My overall sense is that there's been a pull back from general benchmarking
compared to say, 15 years ago, and it's unfortunate, because it leaves the
benchmarking to developers of languages, compilers, and whatnot. This provides
an opportunity to show of the best-case scenarios for the languages, but also
for them to hide the areas of weakness -- and those hidden areas are often the
mine traps for those deciding whether to invest resources in a new language.

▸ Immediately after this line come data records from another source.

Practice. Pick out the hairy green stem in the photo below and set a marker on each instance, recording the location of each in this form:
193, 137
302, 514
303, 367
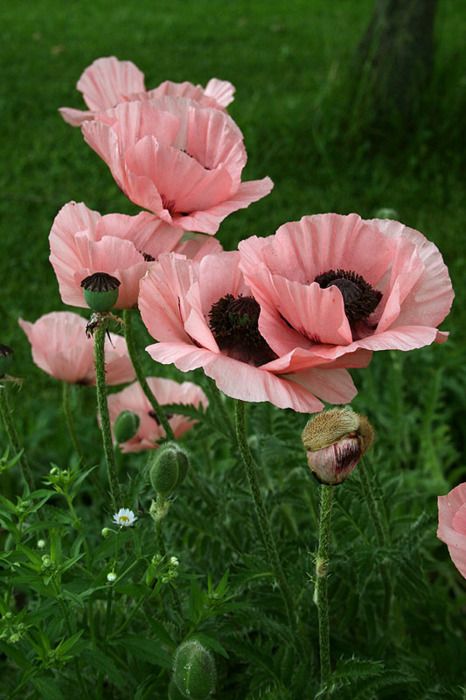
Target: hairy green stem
102, 407
321, 584
5, 412
382, 537
158, 410
66, 393
265, 530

Having a standard, comprehensive set of problems helps address this "hiding."
I also think there's value in naive benchmark programs as well as "expert"
tuned ones: not everyone is going to optimize every single scenario in every
language.

The one thing I've never seen implemented well is some measure of "ergonomics"
or "high-level" versus "low-level" aspects of a language, which also seems
important to me. Some of that is going to be subjective but some of it not.

------
AtlasBarfed
"The microbenchmark is no longer measuring call performance, because GCC
managed to reduce the number of calls. If I had to guess, I would say this
optimization doesn't have a wide applicability and is just to game benchmarks.
In that case, well played, GCC, well played."

Loop unrolling and/or equivalent in recursion is a very basic optimization.

It's weird that an optimizing compiler optimizes away something that he is
somewhat arbitrarily benchmarking, and he declares it something specifically
targeted at only improving artificial benchmarks.

"In Guile you can recurse however much you want."

Sooo... if your recursion depends on accumulated stack data, which is what
most non-tail-recursive recursions want to do... can you recurse however much
you want? This seems like a disingenuous statement. Every recursion algorithm
cannot be magically refactored to perfectly tail recursion.

When I was a wee CS student, I heard that any recursion algorithm can be
converted to a loop. With puzzlement I asked the prof who said that about
something that pretty clearly needed stack-state, and he further qualified it
with "well, if you have a stack datastructure in the loop."

There seems to be pervasive overclaims here, and narcissistic self-focus.
Doesn't inspire confidence in the language.

------
jxy
Somebody should update this R7RS benchmark, [https://ecraven.github.io/r7rs-
benchmarks/](https://ecraven.github.io/r7rs-benchmarks/)

Though even if it is currently 3 times better than version 2.2.6 on that
benchmark, guile is still far away from the top tier.